Cuts have become a favorite congressional pastime in Washington. Even while the budget deficit continues to shrink, there are those who want to slash more and more. For some reason, however, corporations making record profits are not being targeted. Instead, it is America’s retirement safety net.

U.S. workers have done their part, contributing to Social Security and helping their employers weather difficult economic times by accepting lower wages and reduced benefits. Now that companies have emerged from the storm stronger than ever, though, hard-working Americans are still being expected to give more.

How is it that at a time when big business is only paying a tenth of the taxes  it did in the 1950s that regular people are expected to foot the bill in times of economic crisis? The corporate tax rate has been slashed in half during the last 10 years alone. Yet today, some on Capitol Hill and in statehouses are targeting workers to carry even more of the burden. Why should those who make the least be expected to do so? It just doesn’t make sense.

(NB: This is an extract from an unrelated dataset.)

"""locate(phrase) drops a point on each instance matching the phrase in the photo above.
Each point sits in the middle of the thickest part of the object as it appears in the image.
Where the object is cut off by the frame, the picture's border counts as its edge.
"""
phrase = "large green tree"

For example, workers’ pensions in California, Illinois and Michigan are in danger because state governments are not fully funding their portion of pensions because they are doling out so many corporate tax benefits.  The nation’s 155 largest companies only paid 1.8 percent of their total income in state taxes in 2011 and 2012, even though the average rate was 6.56 percent. The result is a shortfall of as much as $60 billion in state revenues. Detroit’s bankruptcy was not caused because of its pension system. Instead, it is trade deals like NAFTA that gutted their tax base combined with sweetheart tax deals and bad debt schemes that are bleeding them dry.  

What does it mean for working people? Well in Detroit, the average municipal retiree set to collect a whole $19,000 a year could lose out as part of the city’s bankruptcy while the city continues to dole out $6.6 billion a year in corporate subsidies and pays $283 million to build a new professional hockey arena.

Thankfully, not everyone in power is buying into such public policy fiascos. Sen. Elizabeth Warren (D-Mass.) is sponsoring legislation that would actually expand Social Security.  That said, she realizes it is not the full solution to America’s retirement woes.

“Social Security isn’t the answer to all of our retirement problems,” the lawmaker wrote in a recent AlterNet piece. “We need to find ways to tackle the financial squeeze that is crushing our families. We need to help families start saving again. We need to make sure that more workers have access to better pensions.”

She added, “The absolute last thing we should do … is allow [Social Security] to begin to be dismantled inch by inch.”

Our elected officials face a crisis of conscience. Do they remain on the path of least resistance and continue to coddle the corporate class and their billionaire benefactors? Or do they stand up against big business and for their constituents to help ensure that workers can have a financially secure future?

The statistics show the powerful have plenty. It’s time to stick up for regular people.